Una delle domande ricorrenti di chi entra in uno studio di pilates è una sola: «meglio mat o reformer?». La risposta, dal punto di vista metodico, è meno binaria di quanto la domanda suggerisca. Mat e reformer non sono due alternative dello stesso allenamento, sono due declinazioni dello stesso metodo che lavorano in modo diverso su corpo, attenzione e carico. Questa guida descrive le differenze pratiche per chi insegna, per chi gestisce uno studio e (di riflesso) per il cliente finale.
Risposta breve: sono complementari
Il pilates su mat e il pilates su reformer lavorano lo stesso vocabolario di movimento con due grammatiche diverse. Il mat è il corpo nello spazio sotto la gravità, senza nessun aiuto e nessuna resistenza esterna: l’unica resistenza è il peso di quello che muovi contro la spinta del suolo. Il reformer aggiunge una resistenza variabile (le molle) e un carrello che guida (o ostacola) il movimento lungo un binario. In un ciclo completo, il cliente fa entrambe: i risultati arrivano dalla combinazione, non da una scelta esclusiva.

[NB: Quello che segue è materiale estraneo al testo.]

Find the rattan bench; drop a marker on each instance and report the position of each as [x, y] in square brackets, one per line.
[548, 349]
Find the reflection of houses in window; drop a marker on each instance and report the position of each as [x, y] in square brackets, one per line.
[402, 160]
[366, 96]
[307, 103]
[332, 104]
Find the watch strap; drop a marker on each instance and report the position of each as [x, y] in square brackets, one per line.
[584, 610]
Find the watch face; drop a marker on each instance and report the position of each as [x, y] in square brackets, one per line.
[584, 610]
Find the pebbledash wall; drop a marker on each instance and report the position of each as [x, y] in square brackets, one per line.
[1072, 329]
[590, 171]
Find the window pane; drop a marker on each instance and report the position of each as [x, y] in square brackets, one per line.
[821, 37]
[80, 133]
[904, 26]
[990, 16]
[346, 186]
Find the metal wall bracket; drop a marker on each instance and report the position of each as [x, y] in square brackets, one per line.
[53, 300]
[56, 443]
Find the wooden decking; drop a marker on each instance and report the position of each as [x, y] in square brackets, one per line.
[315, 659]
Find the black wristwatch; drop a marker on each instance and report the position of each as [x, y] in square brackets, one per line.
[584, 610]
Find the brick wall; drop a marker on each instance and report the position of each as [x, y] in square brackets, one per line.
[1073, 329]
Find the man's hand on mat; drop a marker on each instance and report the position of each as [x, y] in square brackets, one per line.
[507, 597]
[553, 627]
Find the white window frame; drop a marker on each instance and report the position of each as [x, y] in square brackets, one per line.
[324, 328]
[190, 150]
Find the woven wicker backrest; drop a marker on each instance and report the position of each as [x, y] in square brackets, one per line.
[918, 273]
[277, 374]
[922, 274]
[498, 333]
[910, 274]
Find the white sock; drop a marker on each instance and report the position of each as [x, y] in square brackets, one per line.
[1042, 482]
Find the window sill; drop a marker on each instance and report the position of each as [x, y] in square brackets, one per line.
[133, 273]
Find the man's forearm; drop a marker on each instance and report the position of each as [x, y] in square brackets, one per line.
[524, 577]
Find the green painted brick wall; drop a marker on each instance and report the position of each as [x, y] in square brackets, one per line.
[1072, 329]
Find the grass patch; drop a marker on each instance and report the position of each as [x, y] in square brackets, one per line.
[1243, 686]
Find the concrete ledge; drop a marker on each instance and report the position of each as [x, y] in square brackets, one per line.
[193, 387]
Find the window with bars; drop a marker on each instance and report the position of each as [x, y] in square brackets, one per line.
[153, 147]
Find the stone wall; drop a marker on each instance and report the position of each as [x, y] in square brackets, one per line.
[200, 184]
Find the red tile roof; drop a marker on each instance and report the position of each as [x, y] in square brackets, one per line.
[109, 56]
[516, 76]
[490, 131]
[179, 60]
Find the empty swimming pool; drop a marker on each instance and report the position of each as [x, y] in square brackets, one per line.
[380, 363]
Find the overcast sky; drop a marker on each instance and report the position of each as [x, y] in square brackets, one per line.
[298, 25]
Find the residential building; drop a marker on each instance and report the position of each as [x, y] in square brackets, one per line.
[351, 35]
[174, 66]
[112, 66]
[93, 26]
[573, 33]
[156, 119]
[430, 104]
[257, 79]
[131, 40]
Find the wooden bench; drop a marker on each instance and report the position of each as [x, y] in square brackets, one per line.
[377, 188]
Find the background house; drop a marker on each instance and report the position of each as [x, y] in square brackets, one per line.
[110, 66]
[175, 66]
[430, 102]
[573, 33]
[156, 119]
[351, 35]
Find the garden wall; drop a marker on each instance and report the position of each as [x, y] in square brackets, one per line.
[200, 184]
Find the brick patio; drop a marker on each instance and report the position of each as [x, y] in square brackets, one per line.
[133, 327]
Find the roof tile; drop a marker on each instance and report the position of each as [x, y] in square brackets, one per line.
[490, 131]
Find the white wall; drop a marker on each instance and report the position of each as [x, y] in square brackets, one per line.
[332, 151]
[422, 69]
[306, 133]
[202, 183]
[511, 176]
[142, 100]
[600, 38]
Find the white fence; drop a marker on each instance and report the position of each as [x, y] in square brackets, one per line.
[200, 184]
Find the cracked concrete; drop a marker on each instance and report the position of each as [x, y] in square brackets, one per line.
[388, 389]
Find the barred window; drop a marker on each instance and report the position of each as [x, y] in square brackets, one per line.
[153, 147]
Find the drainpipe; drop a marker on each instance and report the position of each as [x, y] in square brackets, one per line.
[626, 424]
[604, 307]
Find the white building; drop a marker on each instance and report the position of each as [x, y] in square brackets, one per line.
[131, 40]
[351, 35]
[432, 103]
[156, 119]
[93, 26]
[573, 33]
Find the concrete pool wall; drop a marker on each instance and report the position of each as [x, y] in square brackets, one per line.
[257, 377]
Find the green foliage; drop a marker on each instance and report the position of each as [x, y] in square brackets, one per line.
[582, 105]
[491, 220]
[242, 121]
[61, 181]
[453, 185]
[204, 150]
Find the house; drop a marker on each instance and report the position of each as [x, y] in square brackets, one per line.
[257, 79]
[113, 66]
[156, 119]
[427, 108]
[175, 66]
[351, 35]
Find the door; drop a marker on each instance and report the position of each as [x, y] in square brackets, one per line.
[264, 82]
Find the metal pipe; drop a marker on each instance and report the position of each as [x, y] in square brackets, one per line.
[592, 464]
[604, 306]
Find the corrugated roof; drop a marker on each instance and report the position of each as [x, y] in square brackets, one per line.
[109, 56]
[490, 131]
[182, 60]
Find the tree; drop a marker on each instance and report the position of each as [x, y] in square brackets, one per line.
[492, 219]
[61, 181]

Cosa cambia biomeccanicamente
Su mat l’istruttore lavora con un solo parametro: la gravità. Le progressioni passano dalla modifica di leve, ampiezze e posizioni. Esempio canonico: la roll up con braccia estese sopra la testa è più impegnativa della stessa con braccia incrociate al petto, perché la leva è più lunga. Una single leg stretch con gambe alte è più gentile sull’addome di una con gambe basse.
Su reformer entrano in gioco due parametri aggiuntivi: la resistenza variabile (cambiando molle) e la posizione del corpo rispetto al carrello (sopra, sotto, dentro, fuori). La stessa famiglia di movimento può essere proposta con molla pesante per assistere il cliente (il sistema lo aiuta a tornare in posizione) o con molla leggera per resistere al movimento (il cliente lavora di più). È questa modulabilità, codificata negli esercizi cardine del metodo, la cifra distintiva del reformer.
Resistenza variabile vs peso corporeo
Per chi ha background sportivo, la differenza più immediata è il modo in cui si percepisce lo sforzo. Sul mat lo sforzo è isometrico ed eccentrico: tieni una posizione, decelleri un movimento contro la gravità, l’attivazione del core dipende dalla qualità del controllo. Sul reformer è prevalentemente concentrico ed eccentrico contro la resistenza delle molle: è più simile a quello che chiamiamo «carico» nel senso classico dell’allenamento.
Una conseguenza pratica: chi cerca un miglioramento di forza «leggibile» (più resistenza nelle molle, più ripetizioni, più transizioni) trova più immediato il reformer. Chi cerca invece controllo motorio, propriocezione e pulizia esecutiva trova nel mat un terreno più impegnativo. Entrambe le qualità servono, ma in fasi diverse della carriera di un praticante.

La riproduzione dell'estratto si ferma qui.